Naturally, this is not about seeking purity, a sexual truth to which the proletariat would have exclusive access. But it’s about the indication of the totality of the lack, to which pornographic cinema responds with fantasies that in reality are fantasies of the bourgeoisie, which they do not dare to put into practice themselves, and of which they go to relieve themselves in brothels.

The headlong rush

We also recall the remarkable analyses by Frantz Fanon [8] of the almost instinctive, poorly formulated distrust of the Algerian people towards real progress such as medicine or the abandonment of the veil for women, which colonialism wanted to impose from the outside — as if to shatter, by putting a veneer on it, a process of clean development, which furthermore took place of its own accord at the time of the liberation struggle.

Faced with danger, the bourgeoisie’s tactic is to rush headlong into it and propose to share its benefits, at the expense of additional mutilation; the same thing, in different hands, changes its nature.

There is perhaps in the very conservative morality of working-class families a tension of the same sort. Perhaps.

Power gives birth to monsters, which it exhibits in order to hide its own monstrosity. It favors the hyperdevelopment of points of protest (women, sex, prostitutes, homosexuality…) on the condition that it vertically obsesses over them, so to speak, like so many towers of Babel exhausting themselves as derisory utopias.

In the meantime, the machinery is running at full blast. On this point also, we desperately wait for cinema to indicate the steps to follow in order to disrupt it.

Cinéma, 201–202, September–October 1975, pp. 105–108.

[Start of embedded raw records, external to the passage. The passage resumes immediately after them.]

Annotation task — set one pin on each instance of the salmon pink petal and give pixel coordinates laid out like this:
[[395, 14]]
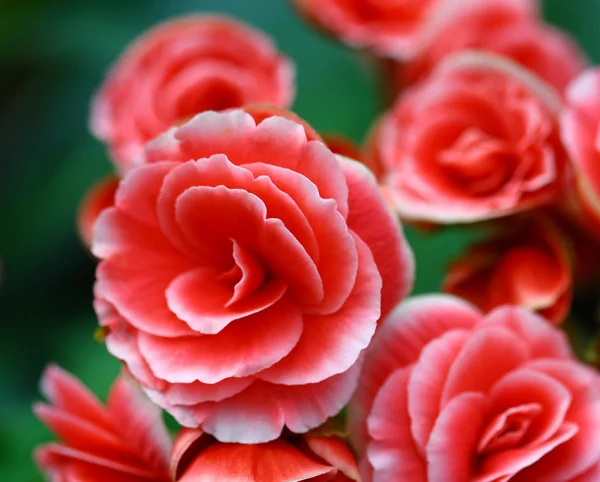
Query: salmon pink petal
[[162, 148], [392, 452], [330, 344], [261, 111], [454, 438], [242, 217], [212, 133], [187, 445], [541, 338], [139, 293], [577, 453], [527, 386], [68, 394], [286, 144], [140, 423], [273, 462], [259, 413], [241, 349], [374, 223], [336, 453], [201, 299], [399, 342], [251, 275], [54, 455], [219, 171], [509, 462], [197, 392], [337, 259], [139, 190], [485, 358], [427, 382], [78, 432]]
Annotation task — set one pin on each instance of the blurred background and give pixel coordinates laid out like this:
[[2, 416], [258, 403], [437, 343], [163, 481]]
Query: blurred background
[[53, 56]]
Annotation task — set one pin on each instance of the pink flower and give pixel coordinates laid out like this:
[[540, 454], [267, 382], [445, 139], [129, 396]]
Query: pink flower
[[181, 68], [391, 28], [477, 140], [527, 264], [198, 457], [99, 197], [124, 441], [244, 269], [580, 129], [450, 394], [508, 27]]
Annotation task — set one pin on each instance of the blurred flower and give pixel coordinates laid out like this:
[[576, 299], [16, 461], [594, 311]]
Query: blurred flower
[[198, 457], [99, 197], [390, 28], [241, 288], [124, 441], [526, 264], [343, 146], [181, 68], [478, 140], [512, 28], [580, 129], [449, 394]]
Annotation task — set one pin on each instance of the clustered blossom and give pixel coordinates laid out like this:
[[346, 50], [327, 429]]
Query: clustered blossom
[[252, 275], [252, 272], [450, 394]]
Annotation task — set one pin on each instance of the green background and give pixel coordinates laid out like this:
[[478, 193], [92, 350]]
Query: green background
[[53, 55]]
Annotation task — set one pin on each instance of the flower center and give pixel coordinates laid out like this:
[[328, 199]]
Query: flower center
[[481, 161], [508, 429]]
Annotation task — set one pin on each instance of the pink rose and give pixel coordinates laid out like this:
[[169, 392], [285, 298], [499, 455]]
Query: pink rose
[[391, 28], [450, 394], [181, 68], [477, 140], [244, 269], [197, 457], [580, 129], [124, 441], [511, 28], [527, 264]]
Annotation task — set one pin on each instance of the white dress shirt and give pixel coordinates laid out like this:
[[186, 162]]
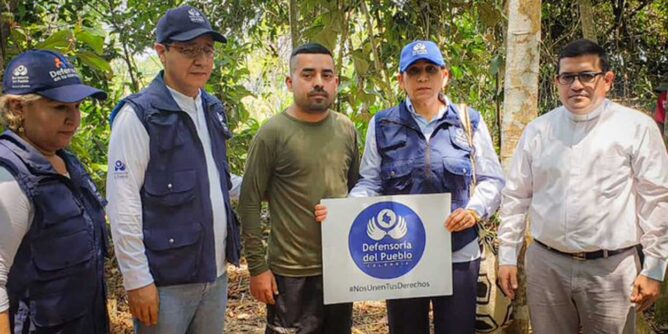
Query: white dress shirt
[[589, 182], [16, 215], [129, 143], [485, 198]]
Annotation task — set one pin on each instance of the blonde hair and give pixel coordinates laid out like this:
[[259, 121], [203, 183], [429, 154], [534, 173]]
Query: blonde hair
[[10, 118]]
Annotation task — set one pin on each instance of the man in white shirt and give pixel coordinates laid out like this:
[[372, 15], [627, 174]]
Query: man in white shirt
[[591, 175], [169, 187]]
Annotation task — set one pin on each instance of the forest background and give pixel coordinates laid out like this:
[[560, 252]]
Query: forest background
[[110, 42]]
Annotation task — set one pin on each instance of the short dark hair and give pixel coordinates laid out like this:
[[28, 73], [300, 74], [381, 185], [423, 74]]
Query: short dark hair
[[583, 47], [309, 48]]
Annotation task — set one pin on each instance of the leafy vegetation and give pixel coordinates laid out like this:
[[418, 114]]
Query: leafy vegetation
[[110, 42]]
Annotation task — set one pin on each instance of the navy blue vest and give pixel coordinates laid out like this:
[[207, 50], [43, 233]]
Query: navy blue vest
[[58, 270], [176, 206], [413, 165]]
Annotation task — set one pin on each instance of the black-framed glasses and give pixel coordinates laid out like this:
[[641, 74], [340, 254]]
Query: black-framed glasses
[[584, 77], [415, 71], [193, 52]]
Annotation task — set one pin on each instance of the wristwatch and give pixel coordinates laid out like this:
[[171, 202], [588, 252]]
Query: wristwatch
[[475, 214]]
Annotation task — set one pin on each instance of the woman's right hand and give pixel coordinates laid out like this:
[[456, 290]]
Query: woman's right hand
[[320, 213]]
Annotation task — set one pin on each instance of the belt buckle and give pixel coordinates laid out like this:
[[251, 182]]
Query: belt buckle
[[580, 256]]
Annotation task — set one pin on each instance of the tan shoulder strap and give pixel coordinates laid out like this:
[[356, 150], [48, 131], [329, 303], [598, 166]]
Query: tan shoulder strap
[[468, 129]]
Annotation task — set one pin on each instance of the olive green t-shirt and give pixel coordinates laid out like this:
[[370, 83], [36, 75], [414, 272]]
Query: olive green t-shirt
[[294, 164]]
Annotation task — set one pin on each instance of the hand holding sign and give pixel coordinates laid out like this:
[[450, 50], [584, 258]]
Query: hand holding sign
[[320, 213]]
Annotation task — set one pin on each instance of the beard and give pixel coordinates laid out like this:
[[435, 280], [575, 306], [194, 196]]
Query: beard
[[315, 102]]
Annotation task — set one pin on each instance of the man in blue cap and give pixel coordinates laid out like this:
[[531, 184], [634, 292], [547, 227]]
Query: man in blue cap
[[169, 187], [423, 142]]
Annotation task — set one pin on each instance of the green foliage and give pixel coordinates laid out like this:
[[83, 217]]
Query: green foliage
[[109, 40]]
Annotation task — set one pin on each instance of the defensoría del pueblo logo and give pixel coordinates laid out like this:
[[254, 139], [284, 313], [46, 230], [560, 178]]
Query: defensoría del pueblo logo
[[387, 240]]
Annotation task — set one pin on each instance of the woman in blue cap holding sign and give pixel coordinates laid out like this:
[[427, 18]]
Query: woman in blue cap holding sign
[[52, 222], [421, 146]]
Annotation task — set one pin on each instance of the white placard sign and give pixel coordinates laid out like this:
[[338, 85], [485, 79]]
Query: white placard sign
[[377, 248]]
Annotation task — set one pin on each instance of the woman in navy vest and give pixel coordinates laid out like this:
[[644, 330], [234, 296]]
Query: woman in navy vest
[[52, 224], [421, 147]]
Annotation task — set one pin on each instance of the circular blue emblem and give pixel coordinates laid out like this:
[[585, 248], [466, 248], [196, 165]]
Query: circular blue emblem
[[387, 240]]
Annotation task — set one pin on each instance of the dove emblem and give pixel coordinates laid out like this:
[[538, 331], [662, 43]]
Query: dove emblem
[[386, 223]]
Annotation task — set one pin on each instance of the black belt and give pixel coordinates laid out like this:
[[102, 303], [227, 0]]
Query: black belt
[[603, 253]]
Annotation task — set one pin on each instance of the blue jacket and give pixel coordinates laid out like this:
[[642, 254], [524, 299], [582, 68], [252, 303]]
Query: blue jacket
[[412, 164], [58, 270], [177, 213]]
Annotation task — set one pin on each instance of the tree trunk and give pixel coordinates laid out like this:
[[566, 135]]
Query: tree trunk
[[378, 65], [520, 107], [7, 10], [294, 24], [587, 20]]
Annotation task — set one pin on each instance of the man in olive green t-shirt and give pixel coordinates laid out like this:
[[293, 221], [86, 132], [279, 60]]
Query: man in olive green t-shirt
[[302, 155]]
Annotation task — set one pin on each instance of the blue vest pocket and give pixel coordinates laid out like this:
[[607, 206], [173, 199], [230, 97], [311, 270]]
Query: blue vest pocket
[[59, 211], [397, 178], [65, 280], [173, 252], [170, 189], [457, 177]]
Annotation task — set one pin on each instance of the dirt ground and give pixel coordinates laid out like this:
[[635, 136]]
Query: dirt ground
[[245, 315]]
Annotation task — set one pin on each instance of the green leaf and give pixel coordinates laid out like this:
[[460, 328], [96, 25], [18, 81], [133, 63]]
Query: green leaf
[[360, 62], [58, 41], [95, 42], [94, 61]]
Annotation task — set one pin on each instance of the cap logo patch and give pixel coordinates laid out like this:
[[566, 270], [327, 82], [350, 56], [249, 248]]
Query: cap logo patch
[[419, 49], [195, 16], [63, 73], [20, 71], [20, 78]]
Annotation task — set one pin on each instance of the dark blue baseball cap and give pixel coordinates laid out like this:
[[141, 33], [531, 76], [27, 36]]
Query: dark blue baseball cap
[[420, 50], [48, 74], [184, 24]]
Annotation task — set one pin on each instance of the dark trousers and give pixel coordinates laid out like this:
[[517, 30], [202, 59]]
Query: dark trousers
[[299, 309], [453, 314]]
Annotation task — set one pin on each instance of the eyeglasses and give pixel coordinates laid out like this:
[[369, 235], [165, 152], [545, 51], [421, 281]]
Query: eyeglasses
[[416, 71], [584, 77], [193, 52]]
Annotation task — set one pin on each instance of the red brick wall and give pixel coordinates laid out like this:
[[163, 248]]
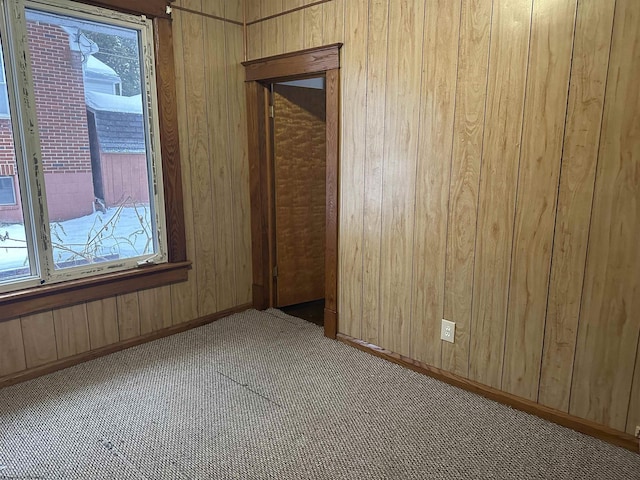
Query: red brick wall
[[124, 177], [60, 103], [62, 120]]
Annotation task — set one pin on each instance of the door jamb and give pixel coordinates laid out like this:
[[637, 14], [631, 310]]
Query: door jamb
[[259, 73]]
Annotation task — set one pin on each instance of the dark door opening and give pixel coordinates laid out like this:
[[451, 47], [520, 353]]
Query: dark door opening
[[299, 168], [260, 74]]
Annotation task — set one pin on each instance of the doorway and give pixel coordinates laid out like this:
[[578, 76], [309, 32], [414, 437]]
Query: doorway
[[275, 283], [298, 132]]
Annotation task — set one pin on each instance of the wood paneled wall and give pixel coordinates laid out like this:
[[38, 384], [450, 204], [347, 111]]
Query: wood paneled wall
[[490, 159], [212, 122]]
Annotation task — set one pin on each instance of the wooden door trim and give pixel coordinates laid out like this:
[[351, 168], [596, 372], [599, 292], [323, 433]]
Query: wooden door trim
[[303, 62], [259, 73]]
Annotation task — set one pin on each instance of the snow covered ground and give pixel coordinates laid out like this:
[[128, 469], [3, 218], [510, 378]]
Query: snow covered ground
[[119, 233]]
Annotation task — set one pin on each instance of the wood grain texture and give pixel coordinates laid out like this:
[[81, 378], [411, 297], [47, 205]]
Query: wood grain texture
[[609, 323], [39, 338], [72, 330], [293, 27], [332, 87], [499, 174], [254, 41], [53, 366], [219, 165], [581, 425], [234, 10], [353, 122], [12, 357], [128, 316], [111, 302], [169, 140], [309, 61], [402, 115], [239, 168], [543, 128], [102, 317], [473, 56], [633, 417], [58, 295], [193, 53], [184, 296], [155, 309], [333, 22], [592, 43], [272, 30], [299, 131], [253, 10], [433, 173], [313, 23], [378, 34]]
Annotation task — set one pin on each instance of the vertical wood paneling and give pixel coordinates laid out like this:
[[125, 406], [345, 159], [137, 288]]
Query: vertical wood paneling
[[440, 64], [374, 144], [333, 22], [544, 118], [72, 330], [633, 417], [184, 296], [155, 309], [11, 348], [237, 133], [505, 98], [402, 115], [234, 10], [219, 160], [293, 27], [584, 117], [313, 26], [39, 338], [475, 28], [102, 316], [610, 324], [128, 315], [272, 30], [354, 69], [253, 9], [198, 143]]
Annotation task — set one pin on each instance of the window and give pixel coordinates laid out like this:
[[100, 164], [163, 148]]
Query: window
[[87, 160], [7, 191], [4, 99]]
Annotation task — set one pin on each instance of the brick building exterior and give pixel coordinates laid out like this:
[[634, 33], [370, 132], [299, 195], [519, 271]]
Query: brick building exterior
[[64, 133]]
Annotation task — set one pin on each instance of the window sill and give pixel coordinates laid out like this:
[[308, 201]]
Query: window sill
[[65, 294]]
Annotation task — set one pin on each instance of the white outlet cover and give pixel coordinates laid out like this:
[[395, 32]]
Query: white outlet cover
[[448, 331]]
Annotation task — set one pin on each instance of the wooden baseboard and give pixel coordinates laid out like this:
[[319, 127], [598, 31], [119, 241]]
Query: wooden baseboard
[[587, 427], [32, 373], [330, 323]]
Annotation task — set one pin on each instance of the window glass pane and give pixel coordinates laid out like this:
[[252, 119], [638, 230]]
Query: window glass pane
[[89, 103], [14, 254]]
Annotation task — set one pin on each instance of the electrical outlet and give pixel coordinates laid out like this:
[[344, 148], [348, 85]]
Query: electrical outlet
[[448, 331]]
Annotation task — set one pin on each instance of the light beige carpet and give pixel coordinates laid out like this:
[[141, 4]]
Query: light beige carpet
[[264, 395]]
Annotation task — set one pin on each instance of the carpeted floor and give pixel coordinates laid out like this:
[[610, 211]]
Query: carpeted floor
[[265, 395]]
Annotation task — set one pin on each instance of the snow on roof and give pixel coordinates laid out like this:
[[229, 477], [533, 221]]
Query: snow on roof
[[95, 67], [106, 102]]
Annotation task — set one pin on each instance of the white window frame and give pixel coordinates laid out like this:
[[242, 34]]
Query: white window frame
[[13, 190], [24, 119]]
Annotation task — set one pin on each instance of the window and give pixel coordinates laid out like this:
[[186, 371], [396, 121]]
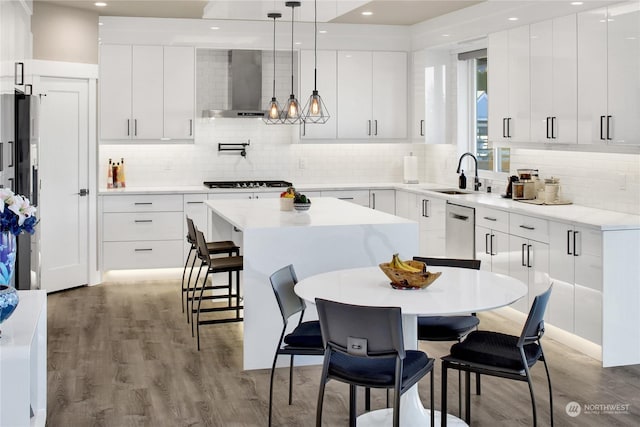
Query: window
[[476, 140]]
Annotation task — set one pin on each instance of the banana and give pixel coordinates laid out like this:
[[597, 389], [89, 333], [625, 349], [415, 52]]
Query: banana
[[397, 263]]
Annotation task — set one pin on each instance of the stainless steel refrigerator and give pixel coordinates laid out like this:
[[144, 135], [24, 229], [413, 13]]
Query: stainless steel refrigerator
[[19, 171]]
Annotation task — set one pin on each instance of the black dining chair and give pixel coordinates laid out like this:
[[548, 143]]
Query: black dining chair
[[364, 347], [224, 247], [449, 328], [501, 355], [305, 339]]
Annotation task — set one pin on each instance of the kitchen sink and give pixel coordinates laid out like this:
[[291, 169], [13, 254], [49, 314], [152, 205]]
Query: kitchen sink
[[448, 191]]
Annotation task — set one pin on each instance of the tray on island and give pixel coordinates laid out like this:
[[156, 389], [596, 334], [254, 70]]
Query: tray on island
[[402, 279]]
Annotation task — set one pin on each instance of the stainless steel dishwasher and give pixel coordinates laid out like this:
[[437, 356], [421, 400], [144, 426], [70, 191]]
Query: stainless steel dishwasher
[[460, 229]]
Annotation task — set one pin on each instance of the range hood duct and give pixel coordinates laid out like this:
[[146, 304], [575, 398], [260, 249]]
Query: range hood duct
[[244, 89]]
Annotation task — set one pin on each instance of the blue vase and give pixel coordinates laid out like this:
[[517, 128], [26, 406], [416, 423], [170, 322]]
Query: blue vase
[[7, 256]]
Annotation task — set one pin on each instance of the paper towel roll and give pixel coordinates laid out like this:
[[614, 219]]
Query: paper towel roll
[[410, 170]]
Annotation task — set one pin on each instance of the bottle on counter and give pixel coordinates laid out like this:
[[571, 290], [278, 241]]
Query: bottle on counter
[[121, 175], [110, 175], [462, 181], [116, 166]]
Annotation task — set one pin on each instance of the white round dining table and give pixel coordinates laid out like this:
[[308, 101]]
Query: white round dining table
[[456, 291]]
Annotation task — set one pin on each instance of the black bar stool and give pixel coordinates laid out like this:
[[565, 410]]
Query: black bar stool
[[221, 247], [229, 265]]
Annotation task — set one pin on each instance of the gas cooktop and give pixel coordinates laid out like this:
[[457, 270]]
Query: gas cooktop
[[247, 184]]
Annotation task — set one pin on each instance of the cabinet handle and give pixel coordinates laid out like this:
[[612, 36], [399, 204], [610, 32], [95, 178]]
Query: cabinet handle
[[492, 252], [19, 71], [10, 165], [548, 120]]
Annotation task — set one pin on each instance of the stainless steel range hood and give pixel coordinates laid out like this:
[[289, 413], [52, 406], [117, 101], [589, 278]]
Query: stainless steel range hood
[[244, 86]]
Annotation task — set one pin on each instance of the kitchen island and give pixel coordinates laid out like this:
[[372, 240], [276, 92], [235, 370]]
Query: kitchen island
[[332, 235]]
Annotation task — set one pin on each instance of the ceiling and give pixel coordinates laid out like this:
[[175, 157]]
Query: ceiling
[[387, 12]]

Illustration from original article.

Illustration from original article.

Notes

1.

Translator’s note: English translation by Richard Howard. Roland Barthes by Roland Barthes (University of California Press, 1977), p. 165. Emphasis by Barthes.

2.

Translator’s note: English translation by Martin Milligan. Karl Marx, Economic and Philosophic Manuscripts of 1844 (Progress Publishers, 1977), p. 111.

3.

Translator’s note: Jean-François Davy’s film which came out in the same year as Treilhou’s article. The film contains excerpts from another contemporary film, Change pas de main, produced by Davy himself. Treilhou wrote director Vecchiali a letter of appreciation after seeing this film, which led to their first meeting.

4.

Translator’s note: in English in the original.

5.

Translator’s note: Just Jaeckin’s film which came out in the same year as Treilhou’s article.

6.

On the categories of assets, quantity, totality, cf. the chapters ‘Private Property and Communism’ and ‘Human Requirements and Division of Labour Under the Rule of Private Property’ in Marx, Economic and Philosophic Manuscripts of 1844 (1977). [Categories and titles cited by Treilhou have been replaced by what is published in English. - Trans.]

7.

The video montage about prostitutes of Lyon in their struggle, produced by Vidéo Out, 21 rue Hippolyte Maindron, Paris 14e. [Referring to Les Prostituées de Lyon parlent, directed in 1975 by Carole Roussopoulos in the wake of the occupation of the Saint-Nizier church in Lyon earlier that year by prostitutes protesting police violence and working conditions. - Trans.]

8.

Sociologie d’une Révolution, published by Maspero, notably in the chapter titled ‘L’Algérie se dévoile’ (‘Specialists in basic education for underdeveloped countries or technicians for the advancement of retarded societies would do well to understand the sterile and harmful character of any endeavor which illuminates preferentially a given element of the colonized society… More precisely, the phenomena of counter-acculturation must be understood as the organic impossibility of a culture to modify any one of its customs without at the same time re-evaluating its deepest values, its most stable models…’). [English translation by Haakon Chevalier. In Frantz Fanon, ‘Algeria Unveiled’, A Dying Colonialism (Grove Press, 1965), pp. 41–42. The ellipses indicate Treilhou’s omission. - Trans.]